The beans were not alone. They had company. Or at least had company before it was killed and put in the casket on the table in the middle of the room. I can't stand those idiots in horror movies that hear a monster roar or the unmistakable sound of someone getting ripped in two and still wander into the scary, dark place. I was that idiot. I stepped into the room. I got a much better look at the grave centerpiece. It was a coffin. It was silver with gold handles. It was small, not much longer than five feet.
It had been pried open.
I tried to take another step but couldn't. Up until Saturday I did not know what people paralyzed with fear do beyond be paralyzed. But I now know what I'd do.
"Hellloooo!" I shouted at the coffin and to whomever might hear me. I'm not sure if that was the best idea, seeing as I was sharing the room with what could be a dead person who might have been living until he brought it to the wrong person's attention that they were alive.
My brain scrambled around my giant head for some ideas. And then I found myself running. When I was six and my brother was 10 we were fishing near the quarry across from Earl and Belle's Trading Post when a bull charged out of the willows at me. Twenty-six years later it felt like I'd never stopped. I'm a natural frightened sprinter. I don't remember if I closed the door or if I much heeded the busy paved county road 858.
Sarah was walking down the dirt driveway when she was struck with a vague sense that she might know what was heading her way. It was working way too hard for how slow it was going and despite it wearing her husband's clothes its eyes were big enough to be proportionate to it's huge head. It stopped right in front of her. She too might have been paralyzed with fear but turned out she was only annoyed by my yelling "you've got--you've got to see (panting), got to see what's in there. It's the scariest thing you'll ever see!"

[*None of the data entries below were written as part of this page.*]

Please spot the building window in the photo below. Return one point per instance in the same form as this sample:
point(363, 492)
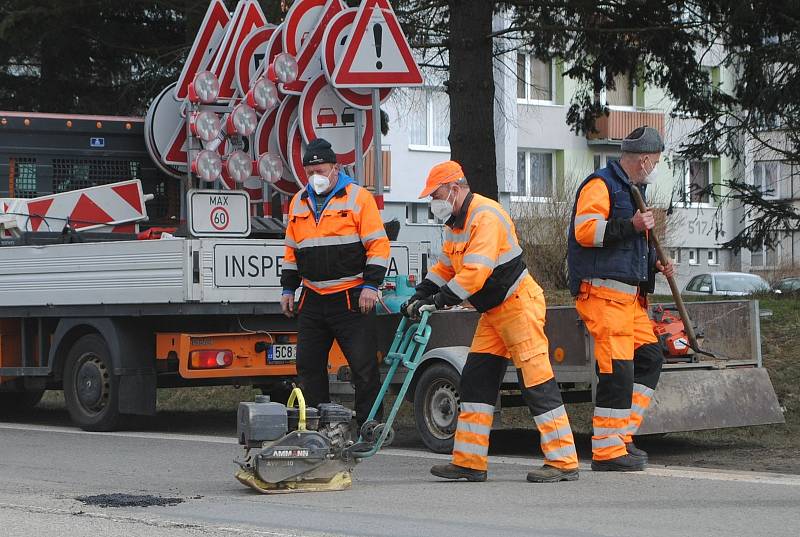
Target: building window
point(429, 120)
point(765, 177)
point(535, 79)
point(534, 175)
point(623, 96)
point(694, 180)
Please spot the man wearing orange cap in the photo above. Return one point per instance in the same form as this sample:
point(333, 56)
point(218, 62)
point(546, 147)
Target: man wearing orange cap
point(482, 262)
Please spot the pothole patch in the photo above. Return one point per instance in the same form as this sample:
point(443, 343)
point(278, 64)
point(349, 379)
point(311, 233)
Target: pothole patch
point(128, 500)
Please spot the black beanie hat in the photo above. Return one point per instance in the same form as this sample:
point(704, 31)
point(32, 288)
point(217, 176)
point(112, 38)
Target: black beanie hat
point(319, 151)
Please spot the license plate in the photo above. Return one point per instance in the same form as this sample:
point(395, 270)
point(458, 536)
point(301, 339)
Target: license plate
point(281, 353)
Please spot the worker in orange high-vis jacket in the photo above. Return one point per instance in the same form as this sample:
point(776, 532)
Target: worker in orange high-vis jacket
point(611, 269)
point(482, 262)
point(337, 248)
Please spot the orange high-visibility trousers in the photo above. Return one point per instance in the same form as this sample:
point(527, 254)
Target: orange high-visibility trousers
point(513, 330)
point(628, 362)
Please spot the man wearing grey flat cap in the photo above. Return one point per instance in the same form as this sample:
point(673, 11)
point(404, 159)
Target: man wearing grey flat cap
point(611, 269)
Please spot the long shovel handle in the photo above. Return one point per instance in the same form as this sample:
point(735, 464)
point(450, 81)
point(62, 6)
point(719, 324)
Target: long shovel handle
point(676, 294)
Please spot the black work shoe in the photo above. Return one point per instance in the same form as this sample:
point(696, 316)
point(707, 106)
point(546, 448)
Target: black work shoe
point(551, 474)
point(451, 471)
point(635, 451)
point(626, 463)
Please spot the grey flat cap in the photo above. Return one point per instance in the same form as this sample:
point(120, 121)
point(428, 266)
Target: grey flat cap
point(643, 140)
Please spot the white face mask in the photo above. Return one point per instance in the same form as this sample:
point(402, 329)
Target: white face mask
point(650, 178)
point(320, 183)
point(442, 209)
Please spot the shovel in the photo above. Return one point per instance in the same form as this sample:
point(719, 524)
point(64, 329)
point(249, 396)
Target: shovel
point(676, 294)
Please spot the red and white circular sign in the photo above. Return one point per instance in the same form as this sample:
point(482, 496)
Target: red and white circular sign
point(323, 114)
point(251, 56)
point(333, 46)
point(266, 141)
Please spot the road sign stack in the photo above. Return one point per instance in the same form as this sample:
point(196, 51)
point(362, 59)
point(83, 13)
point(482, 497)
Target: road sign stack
point(251, 95)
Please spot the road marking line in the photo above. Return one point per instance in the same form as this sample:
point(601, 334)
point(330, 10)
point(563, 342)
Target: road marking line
point(687, 472)
point(155, 522)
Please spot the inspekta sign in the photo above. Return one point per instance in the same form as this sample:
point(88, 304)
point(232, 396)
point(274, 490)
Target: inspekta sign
point(219, 213)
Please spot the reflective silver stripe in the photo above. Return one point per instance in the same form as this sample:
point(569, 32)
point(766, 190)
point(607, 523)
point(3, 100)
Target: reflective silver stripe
point(474, 428)
point(435, 278)
point(620, 413)
point(561, 453)
point(324, 284)
point(613, 284)
point(380, 261)
point(644, 390)
point(562, 432)
point(608, 431)
point(474, 449)
point(580, 219)
point(551, 415)
point(481, 408)
point(609, 441)
point(516, 284)
point(380, 234)
point(599, 233)
point(479, 260)
point(459, 291)
point(328, 241)
point(515, 252)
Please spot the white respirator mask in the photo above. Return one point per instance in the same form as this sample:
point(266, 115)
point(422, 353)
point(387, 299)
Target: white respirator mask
point(320, 183)
point(442, 209)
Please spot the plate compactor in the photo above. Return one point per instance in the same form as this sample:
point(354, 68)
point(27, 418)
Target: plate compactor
point(308, 449)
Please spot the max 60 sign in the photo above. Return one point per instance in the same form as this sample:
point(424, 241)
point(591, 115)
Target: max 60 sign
point(219, 213)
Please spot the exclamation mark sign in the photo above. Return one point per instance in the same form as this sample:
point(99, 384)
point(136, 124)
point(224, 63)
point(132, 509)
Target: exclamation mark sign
point(377, 32)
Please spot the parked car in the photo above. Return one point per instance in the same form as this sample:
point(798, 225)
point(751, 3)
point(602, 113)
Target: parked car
point(726, 284)
point(787, 285)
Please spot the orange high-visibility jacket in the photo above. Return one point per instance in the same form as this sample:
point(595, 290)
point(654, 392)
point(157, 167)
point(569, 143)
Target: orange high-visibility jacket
point(346, 247)
point(481, 257)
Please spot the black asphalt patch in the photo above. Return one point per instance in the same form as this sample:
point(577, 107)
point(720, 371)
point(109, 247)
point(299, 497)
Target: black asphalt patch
point(128, 500)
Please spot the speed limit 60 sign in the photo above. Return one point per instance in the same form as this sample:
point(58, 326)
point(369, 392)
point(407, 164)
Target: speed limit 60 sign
point(219, 213)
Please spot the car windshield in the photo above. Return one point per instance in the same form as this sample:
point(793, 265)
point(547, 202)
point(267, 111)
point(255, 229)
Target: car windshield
point(743, 283)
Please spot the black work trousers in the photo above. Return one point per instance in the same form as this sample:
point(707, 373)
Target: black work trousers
point(323, 318)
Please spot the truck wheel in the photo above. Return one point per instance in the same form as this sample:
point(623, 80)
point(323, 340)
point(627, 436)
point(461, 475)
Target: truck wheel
point(436, 403)
point(15, 403)
point(91, 390)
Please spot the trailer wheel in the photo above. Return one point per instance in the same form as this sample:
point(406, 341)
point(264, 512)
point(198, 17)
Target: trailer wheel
point(91, 390)
point(436, 403)
point(16, 403)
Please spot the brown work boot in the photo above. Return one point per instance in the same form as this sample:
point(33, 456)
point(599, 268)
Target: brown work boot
point(551, 474)
point(451, 471)
point(625, 463)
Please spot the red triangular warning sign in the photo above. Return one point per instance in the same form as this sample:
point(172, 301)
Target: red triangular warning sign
point(37, 211)
point(206, 43)
point(250, 17)
point(87, 213)
point(376, 54)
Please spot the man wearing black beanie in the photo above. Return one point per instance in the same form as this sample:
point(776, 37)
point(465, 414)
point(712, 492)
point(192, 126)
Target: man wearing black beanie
point(337, 248)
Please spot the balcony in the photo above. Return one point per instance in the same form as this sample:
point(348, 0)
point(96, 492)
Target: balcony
point(611, 129)
point(369, 168)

Sensibly grounded in the face of such irresistible temptation she said no. She's learned this restraint from the many invitations she gets to smell my burps.
I told her about the coffin in the house fifty feet from where we were standing and she told me it was rude to go into other people's homes. I'm not sure the rules of etiquette regarding coffins.
We walked around the property for sale and I thought about Sarah and I fitting perfectly the mold of the young couple first to be killed in any slasher movie. We found an acorn perfectly balanced on the barb of a fence. That even scared me. I thought it was a sign left for wayward trespassers. Only now do I take it literally as a sign of getting stabbed in the nuts. But last Saturday I was very serious about death.
So maybe the coffin in the bean eating room is just a convenient place to put a casket, but now that I'm a thousand miles away I'm kind of hoping it's something more exciting like murder or a home mummification job or both.
Oh, btw, I Googled "Ikey Joe". He's the elected treasurer for Lee County, Virginia.